Communication arts teacher Linda Eagleton turned on the morning news on March 11 to headlines describing a tsunami and earthquake crisis in Japan.
Her mind raced. Her daughter, Sydney Eagleton, was in the country teaching English in a high school in Kanuma, a town on the inland portion of the nation. She rushed to the computer to contact Sydney.
“There was already a message from her saying, ‘Don’t worry, I’m OK,’” Linda said. “If I hadn’t been able to get a hold of her, or if I didn’t have the message right there I would have never been able to.”
Linda said Kanuma did not experience extensive damage because of the earthquake, but Sydney left the area for a friend’s home farther south one week after the crisis.
Kanuma, approximately 100 miles south of the Fukushima Daiichi Nuclear Power Plant, was indirectly impacted by the crisis. Linda said the city experienced rolling blackouts and train tracks snapping, making it difficult for food to be transported to the area.
From her friend’s home, Linda said Sydney was able to make arrangements to fly to Singapore two weeks earlier than intended — she had previously scheduled a vacation there.
Linda said she feels lucky her daughter was stationed in Kanuma, because she could have easily been in a coastal city at the time of the crisis.
“Right after that, several times, I couldn’t sleep at night,” she said. “I’m still worried about her. I was watching CNN one night and it was a mother of a daughter in the same program who had died, and I was awake in the night crying because that could have easily been Sydney depending on where she was assigned. It’s just luck of the draw.”
Linda said Sydney returned to Japan on April 5.
“She’s paying attention to the reports,” Linda said. “I want to respect that decision [to return to Japan] if we all think it’s safe. We’re just watching those reactors carefully and the news to see what’s going on there.”
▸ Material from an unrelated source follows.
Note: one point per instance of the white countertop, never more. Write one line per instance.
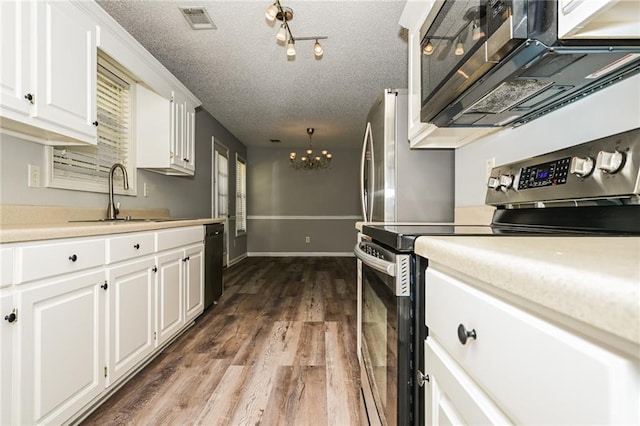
(594, 280)
(47, 231)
Zoology teacher Eric Driskell’s close friend, 1992 BV alum Josh Swift, resides in Chiba, a suburb of Tokyo. Swift, who lives about 250 miles away from the nuclear reactors, told Driskell the damage where he resides wasn’t extensive, but his front porch was ripped off his home during an earthquake aftershock.
“He said it was pretty scary,” Driskell said. “I’ve never known him to be scared of anything. Tough college football player, good father. He just said, ‘Honestly, it scared me to death. The moment of not knowing it was going to end, the earthquake — it kept going and going.’”
Swift’s family did not evacuate their home. Driskell said Swift’s in-laws live about 20 miles away from the nuclear power plant, but were hesitant to leave their home after the crisis.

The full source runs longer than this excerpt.